Although Little Simz has always been an exciting name in the UK Rap scene, the world, myself included to be honest, didn’t fully realise the extent of her talent until her fourth album, Sometimes I Might Be Introvert (abbreviated by fans as SIMBI). Simz’ jazz inspired production and nostalgic 2000’s aura, not only shone a light on herself but on the rest of the UK’s underrated artists.
The young London rapper went on to win a Brit Award, A MOBO Award, and a Mercury Prize, defining herself as one of the UK’s best musical talents and one of, if not “the” best female rapper in the industry right now. Now in 2022, it seems like Simz left herself with no other choice than to produce another magnum opus, and with No Thank You, she’s done exactly that.
Despite the album being deeply centered on Simz’ insecurities and anxiety, she’s as confident and as sharp as she was on SIMBI. Her lyrics are so intricately penned and relatable that you often forget that she’s rhyming. Simz articulates the worries of her career and her newly found international fame with a great range on this album. She often switches from inspiring maturity to relatable vulnerability all in the same song and still makes it sound like a banger and not a TED talk.

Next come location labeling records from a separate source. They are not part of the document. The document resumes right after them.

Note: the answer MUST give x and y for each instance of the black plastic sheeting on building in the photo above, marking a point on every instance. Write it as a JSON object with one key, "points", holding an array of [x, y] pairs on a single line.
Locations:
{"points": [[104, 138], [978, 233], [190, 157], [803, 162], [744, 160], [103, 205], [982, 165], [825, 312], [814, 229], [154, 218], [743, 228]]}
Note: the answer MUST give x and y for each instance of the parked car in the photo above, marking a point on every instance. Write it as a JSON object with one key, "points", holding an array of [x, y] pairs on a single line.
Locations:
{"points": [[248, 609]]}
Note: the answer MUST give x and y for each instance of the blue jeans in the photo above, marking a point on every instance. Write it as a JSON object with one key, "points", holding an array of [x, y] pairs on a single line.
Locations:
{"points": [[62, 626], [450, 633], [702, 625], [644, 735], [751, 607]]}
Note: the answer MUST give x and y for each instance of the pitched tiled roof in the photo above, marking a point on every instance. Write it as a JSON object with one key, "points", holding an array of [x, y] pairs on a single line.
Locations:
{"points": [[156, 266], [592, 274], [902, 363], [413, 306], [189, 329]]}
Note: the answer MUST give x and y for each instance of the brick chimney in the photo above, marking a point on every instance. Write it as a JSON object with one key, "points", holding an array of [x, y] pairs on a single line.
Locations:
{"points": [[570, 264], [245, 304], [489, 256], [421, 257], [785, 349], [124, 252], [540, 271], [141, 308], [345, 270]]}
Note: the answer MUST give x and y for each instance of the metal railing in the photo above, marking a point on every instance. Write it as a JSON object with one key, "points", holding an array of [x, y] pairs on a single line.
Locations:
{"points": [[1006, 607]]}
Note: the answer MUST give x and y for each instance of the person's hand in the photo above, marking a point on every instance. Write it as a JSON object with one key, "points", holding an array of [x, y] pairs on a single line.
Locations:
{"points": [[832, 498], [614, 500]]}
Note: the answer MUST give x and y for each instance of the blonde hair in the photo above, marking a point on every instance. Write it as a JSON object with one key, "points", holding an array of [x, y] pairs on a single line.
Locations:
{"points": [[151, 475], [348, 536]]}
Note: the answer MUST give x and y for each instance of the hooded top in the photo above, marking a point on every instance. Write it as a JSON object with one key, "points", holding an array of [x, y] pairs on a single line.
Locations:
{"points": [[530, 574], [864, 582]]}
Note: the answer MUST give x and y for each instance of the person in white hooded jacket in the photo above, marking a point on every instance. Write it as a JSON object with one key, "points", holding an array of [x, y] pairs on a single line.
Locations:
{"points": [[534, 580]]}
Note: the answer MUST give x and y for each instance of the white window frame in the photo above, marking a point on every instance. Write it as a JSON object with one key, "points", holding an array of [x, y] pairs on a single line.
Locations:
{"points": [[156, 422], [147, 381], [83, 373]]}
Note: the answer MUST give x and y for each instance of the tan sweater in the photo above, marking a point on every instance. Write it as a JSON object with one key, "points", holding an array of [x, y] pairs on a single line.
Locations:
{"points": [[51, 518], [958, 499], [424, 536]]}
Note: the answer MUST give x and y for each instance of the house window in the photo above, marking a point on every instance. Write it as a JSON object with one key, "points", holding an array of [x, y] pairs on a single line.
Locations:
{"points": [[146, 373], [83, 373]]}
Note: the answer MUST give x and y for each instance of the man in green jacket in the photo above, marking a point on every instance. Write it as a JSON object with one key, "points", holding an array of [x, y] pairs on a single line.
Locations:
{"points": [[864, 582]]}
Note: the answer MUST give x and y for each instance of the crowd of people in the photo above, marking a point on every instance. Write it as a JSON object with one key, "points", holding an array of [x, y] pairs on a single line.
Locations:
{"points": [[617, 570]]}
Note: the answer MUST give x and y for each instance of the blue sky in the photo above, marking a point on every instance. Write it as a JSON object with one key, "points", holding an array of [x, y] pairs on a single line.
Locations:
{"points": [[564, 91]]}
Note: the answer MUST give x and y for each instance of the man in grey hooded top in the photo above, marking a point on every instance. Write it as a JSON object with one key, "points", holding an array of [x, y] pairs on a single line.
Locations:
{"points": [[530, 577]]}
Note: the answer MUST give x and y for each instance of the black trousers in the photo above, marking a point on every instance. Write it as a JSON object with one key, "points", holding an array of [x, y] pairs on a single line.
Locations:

On a deeper look at her lyrics, Simz tackles some incredibly difficult personal topics, one of which being the death of her longtime friend, Harry Uzoka. “Harry listenin’ from Heaven on repeat. He was backin’ it when nobody believed”, she sings on Angel. She also expresses her defiance and disdain for how the music industry is running, saying: “I refuse to be on a slave ship. Give me my masters and lower your wages.”. Considering the awards, she’s won and the acclaim she’s received, it would be easy for Simz to take her money and say nothing, however, her strength of character remains unshakeable and even makes the album better.
In terms of beat selection, this album also flourishes greatly in its production. Whereas SIMBI has a more laid-back, mellow ambiance, No Thank You’s highs are often found in songs like Broken, Heart On Fire, and Silhouette, where ensembles of gospel choirs and orchestras lift Simz’ artistry to even greater heights. A standout moment for me was the sudden beat switch on No Merci, Simz channels the styles of Lauryn Hill and Common in both her nostalgic beat selection and incredible rapping ability. For me, it wins the best song of the album.
No Thank You closes just as well as it starts, and everything in between is purely unskippable. On first listen this album had already planted itself in my “Albums of the Year” list and after a few more listens, it will have probably cemented itself into my top 5. It’s safe to say Simz has struck gold again, but let’s be honest, was there any doubt?
Score/Excellent: Despite what her album title may suggest, we should definitely be thanking Simz for such a great piece of work. How Simz has managed to create such a cohesive, inspiring project in a mere year’s span is almost as amazing as the album itself. Thought-provoking, intelligent, and important, Little Simz is excellent.
[I rank albums on a scale of: Poor, Mediocre, Good, Excellent, and Outstanding.]